Características principales

  • Tienen tejidos conductores diferenciados que forman un sistema vascular.
  • Presentan una clara división de funciones entre raíces, tallos y hojas.
  • Su arquitectura permite el transporte a larga distancia de agua y nutrientes, lo que facilita el crecimiento vertical y la especialización de órganos.

Tejidos vasculares y transporte

El sistema vascular está formado por dos componentes funcionales:

  1. El xilema, que transporta agua y solutos inorgánicos desde las raíces hacia las hojas y otros tejidos.
  2. El floema, que distribuye los solutos orgánicos (principalmente azúcares producidos por la fotosíntesis) desde las hojas a los órganos consumidores y de reserva.

La existencia de estos tejidos facilita procesos como la transpiración y el transporte de nutrientes, y es una característica definitoria de las traqueófitas.

Ciclo de vida

En las plantas vasculares predomina la fase del esporofito, que es típicamente diploide (con dos juegos de cromosomas por célula).
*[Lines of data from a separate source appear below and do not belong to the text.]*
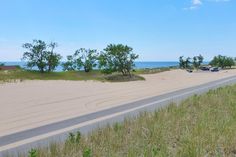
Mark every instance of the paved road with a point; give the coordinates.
(41, 136)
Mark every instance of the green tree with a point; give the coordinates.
(39, 56)
(117, 58)
(222, 61)
(181, 62)
(82, 58)
(69, 64)
(197, 61)
(184, 63)
(53, 58)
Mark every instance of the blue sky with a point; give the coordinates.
(158, 30)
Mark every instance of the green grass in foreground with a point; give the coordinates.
(20, 74)
(200, 126)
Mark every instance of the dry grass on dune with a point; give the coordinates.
(200, 126)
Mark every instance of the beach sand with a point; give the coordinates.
(31, 104)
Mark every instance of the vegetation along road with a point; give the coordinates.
(25, 140)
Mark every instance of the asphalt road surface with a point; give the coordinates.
(55, 132)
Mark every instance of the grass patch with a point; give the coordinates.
(21, 75)
(200, 126)
(153, 70)
(121, 78)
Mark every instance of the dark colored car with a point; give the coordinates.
(214, 69)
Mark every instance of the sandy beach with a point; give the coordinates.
(30, 104)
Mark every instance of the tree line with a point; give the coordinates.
(197, 61)
(114, 58)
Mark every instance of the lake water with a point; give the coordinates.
(138, 65)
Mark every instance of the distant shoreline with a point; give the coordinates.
(138, 65)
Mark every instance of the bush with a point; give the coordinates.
(117, 58)
(41, 55)
(222, 61)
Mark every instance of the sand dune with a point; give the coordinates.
(31, 104)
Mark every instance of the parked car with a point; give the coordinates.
(205, 68)
(214, 69)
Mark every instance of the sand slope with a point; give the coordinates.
(31, 104)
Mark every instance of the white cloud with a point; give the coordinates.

Esto contrasta con algunos grupos no vasculares, como los musgos, donde la fase gametofítica puede ser más conspicua.

Grupos principales

Entre los principales grupos de plantas vasculares se encuentran:

  • Helechos y helechoides (pteridofitas), que se reproducen por esporas y tienen vasos en tallos y raíces.
  • Colas de caballo (Equisetos), un grupo de plantas vasculares con estructuras vegetativas especializadas.
  • Gimnospermas, que incluyen a las coníferas y otros clados cuyas semillas no están encerradas en frutos.
  • Plantas con flores (angiospermas), el grupo más diverso y amplio, que produce semillas dentro de un fruto.

Importancia ecológica y económica

  • Ecología: las plantas vasculares forman los principales biomas terrestres, sostienen cadenas tróficas y regulan ciclos de agua y carbono.
  • Agronomía y silvicultura: la mayoría de los cultivos y árboles maderables son angiospermas o gimnospermas vasculares.
  • Investigación: el estudio de su anatomía, fisiología y genética ha sido clave para comprender la evolución de la vida terrestre.

En resumen, las plantas vasculares se distinguen por su sistema de transporte interno, la predominancia del esporofito esporofito en el ciclo de vida y la inclusión de grupos tan diversos como helechos, colas de caballo, gimnospermas y plantas con flores, mientras que organismos como los musgos quedan fuera de esta categoría por carecer de tejidos vasculares bien desarrollados.